Consider worst case bitch! What did you expect you little piece of shit

For example consider the linear search function where we consider the case when element is present at the end or not present at all. When the code is too complex to consider all if-else cases, we can get an upper bound by ignoring if else and other complex control statements.

# P ¶

solved by deterministic Turing machine in Polynomial time.

# NP ¶

• set of decision problems
• solved by a Non-deterministic Turing Machine in Polynomial time.
• P is subset of NP.

NP is set of decision problems which can be solved by a polynomial time via a “Lucky Algorithm”, a magical algorithm that always makes a right guess among the given set of choices

L: A decision problem. A: Algoriithm on L.

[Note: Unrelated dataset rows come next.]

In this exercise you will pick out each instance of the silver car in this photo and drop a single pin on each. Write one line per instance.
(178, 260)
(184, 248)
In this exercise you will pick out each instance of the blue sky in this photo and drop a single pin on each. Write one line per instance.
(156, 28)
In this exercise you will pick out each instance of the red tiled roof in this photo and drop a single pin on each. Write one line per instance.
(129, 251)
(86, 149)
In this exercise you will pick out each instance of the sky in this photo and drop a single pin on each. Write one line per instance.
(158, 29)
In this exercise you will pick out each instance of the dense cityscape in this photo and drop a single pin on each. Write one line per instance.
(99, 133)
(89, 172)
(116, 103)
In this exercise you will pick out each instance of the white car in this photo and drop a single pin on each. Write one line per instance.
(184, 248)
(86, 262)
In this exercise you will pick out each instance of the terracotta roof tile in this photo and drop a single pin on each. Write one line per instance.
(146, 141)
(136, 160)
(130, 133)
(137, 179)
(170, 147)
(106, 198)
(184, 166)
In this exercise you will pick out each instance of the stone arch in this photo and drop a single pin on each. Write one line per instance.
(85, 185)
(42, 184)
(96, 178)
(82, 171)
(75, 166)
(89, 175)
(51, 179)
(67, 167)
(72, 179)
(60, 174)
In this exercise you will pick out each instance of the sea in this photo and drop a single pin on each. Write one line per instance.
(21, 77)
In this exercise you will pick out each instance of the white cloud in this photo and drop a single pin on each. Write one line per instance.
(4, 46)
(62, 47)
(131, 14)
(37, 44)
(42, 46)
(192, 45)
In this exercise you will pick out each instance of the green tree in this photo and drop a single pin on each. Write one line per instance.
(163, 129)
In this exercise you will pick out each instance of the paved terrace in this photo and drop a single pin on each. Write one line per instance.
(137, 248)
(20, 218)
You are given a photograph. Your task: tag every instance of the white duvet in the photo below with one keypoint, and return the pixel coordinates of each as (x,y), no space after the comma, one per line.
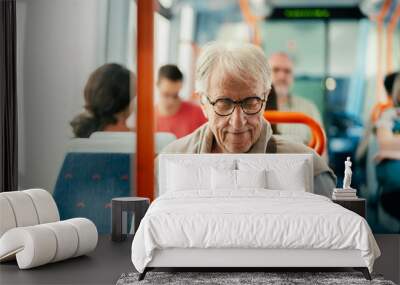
(253,218)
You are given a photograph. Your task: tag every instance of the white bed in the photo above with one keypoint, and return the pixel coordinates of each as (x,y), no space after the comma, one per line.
(202,226)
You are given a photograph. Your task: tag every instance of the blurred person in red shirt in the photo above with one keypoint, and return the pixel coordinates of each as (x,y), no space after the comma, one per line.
(174,115)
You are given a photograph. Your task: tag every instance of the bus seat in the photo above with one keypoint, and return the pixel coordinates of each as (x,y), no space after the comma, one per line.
(94,172)
(97,169)
(162,139)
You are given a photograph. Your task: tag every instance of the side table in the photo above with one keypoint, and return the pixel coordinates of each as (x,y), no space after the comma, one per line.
(357,205)
(137,205)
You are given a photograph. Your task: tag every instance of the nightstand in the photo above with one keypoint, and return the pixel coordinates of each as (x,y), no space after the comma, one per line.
(357,205)
(136,205)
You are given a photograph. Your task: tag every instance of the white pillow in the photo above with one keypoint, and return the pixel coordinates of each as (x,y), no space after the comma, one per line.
(295,180)
(182,177)
(289,175)
(236,179)
(192,174)
(223,179)
(251,178)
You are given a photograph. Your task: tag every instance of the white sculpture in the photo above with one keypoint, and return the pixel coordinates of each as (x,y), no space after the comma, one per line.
(347,174)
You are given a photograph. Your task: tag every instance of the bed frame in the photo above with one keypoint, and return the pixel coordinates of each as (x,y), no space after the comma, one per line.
(241,260)
(250,259)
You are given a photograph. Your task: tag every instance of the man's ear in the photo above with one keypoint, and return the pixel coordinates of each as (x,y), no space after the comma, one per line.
(202,104)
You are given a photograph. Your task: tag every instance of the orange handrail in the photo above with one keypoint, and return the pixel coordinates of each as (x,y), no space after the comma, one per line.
(251,20)
(389,39)
(318,139)
(378,109)
(145,118)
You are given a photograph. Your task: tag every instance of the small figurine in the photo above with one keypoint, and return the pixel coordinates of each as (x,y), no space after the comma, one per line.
(347,174)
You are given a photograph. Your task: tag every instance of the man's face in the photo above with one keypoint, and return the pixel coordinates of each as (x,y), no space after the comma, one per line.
(237,132)
(282,73)
(169,92)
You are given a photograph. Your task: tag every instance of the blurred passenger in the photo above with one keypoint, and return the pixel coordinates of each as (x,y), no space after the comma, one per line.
(388,168)
(272,105)
(174,115)
(234,81)
(107,99)
(282,79)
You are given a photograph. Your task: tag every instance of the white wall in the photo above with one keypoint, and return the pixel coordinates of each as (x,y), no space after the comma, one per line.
(59,43)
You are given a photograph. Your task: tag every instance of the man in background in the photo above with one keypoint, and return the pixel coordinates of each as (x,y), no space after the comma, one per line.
(282,80)
(174,115)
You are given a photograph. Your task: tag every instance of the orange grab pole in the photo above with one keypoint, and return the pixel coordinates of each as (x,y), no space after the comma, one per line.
(390,31)
(251,20)
(379,18)
(145,118)
(379,108)
(318,134)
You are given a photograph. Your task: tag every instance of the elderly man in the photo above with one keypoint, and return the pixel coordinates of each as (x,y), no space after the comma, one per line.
(233,82)
(282,79)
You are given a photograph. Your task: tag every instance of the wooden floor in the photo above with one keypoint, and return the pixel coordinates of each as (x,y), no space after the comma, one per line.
(110,260)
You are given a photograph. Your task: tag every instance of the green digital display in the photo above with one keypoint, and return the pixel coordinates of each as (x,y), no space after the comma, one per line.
(306,13)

NP-complete are hardest in NP set. L is NP-complete if: 1) L is in NP (Any given solution for NP-complete problems can be verified quickly, but there is no efficient known solution). 2) Every problem in NP is reducible to L in polynomial time.

NP-Hard -> follows property 2 but no neccassirally property 1. NP-Complete set is also a subset of NP-Hard set.

# Decision vs Optimization Problems¶

• NP-completeness applies on decision problems.
• As it’s easier to compare the difficulty of decision problems than that of optimization problems.
• In reality, though, being able to solve a decision problem in polynomial time will often permit us to solve the corresponding optimization problem in polynomial time (using a polynomial number of calls to the decision problem).
• So, discussing the difficulty of decision problems is often really equivalent to discussing the difficulty of optimization problems.

For example, consider the vertex cover problem (Given a graph, find out the minimum sized vertex set that covers all edges). It is an optimization problem. Corresponding decision problem is, given undirected graph G and k, is there a vertex cover of size k?

# Reduction¶

• if A1 solves L1. i.e. x1->A1->y1 given l1 = {x1,y1}
• if A2 solves L2. i.e. x2->A2->y2 given l2 = {x2,y2}
• Transoform input x1 into x2 with funtion f
• such that A1 = A2(f(x1))
• The idea is to find a transformation(f) from L1 to L2 so that the algorithm A2 can be part of an algorithm A1 to solve L1.

• Learning reduction in general is very important.

• if we have library functions to solve certain problem and if we can reduce a new problem to one of the solved problems, we save a lot of time.
• For example, Consider the example of a problem where we have to find minimum product path in a given directed graph where product of path is multiplication of weights of edges along the path. If we have code for Dijkstra’s algorithm to find shortest path, we can take log of all weights and use Dijkstra’s algorithm to find the minimum product path rather than writing a fresh code for this new problem.

# How to prove that a given problem is NP complete?¶

• From the definition of NP-complete, it appears impossible to prove that a problem L is NP-Complete.
• By definition, it requires us to that show every problem in NP is polynomial time reducible to L.
• Fortunately, there is an alternate way to prove it.
• The idea is to take a known NP-Complete problem and reduce it to L.
• If polynomial time reduction is possible, we can prove that L is NP-Complete by transitivity of reduction (If a NP-Complete problem is reducible to L in polynomial time, then all problems are reducible to L in polynomial time).

# first problem as NP-Complete¶

(SAT)Boolean satisfiability problem

• It is always useful to know about NP-Completeness even for engineers.
• Suppose you are asked to write an efficient algorithm to solve an extremely important problem for your company.
• After a lot of thinking, you can only come up exponential time approach which is impractical.
• If you don’t know about NP-Completeness, you can only say that I could not come with an efficient algorithm.
• If you know about NP-Completeness and prove that the problem as NP-complete, you can proudly say that the polynomial time solution is unlikely to exist.
• If there is a polynomial time solution possible, then that solution solves a big problem of computer science many scientists have been trying for years.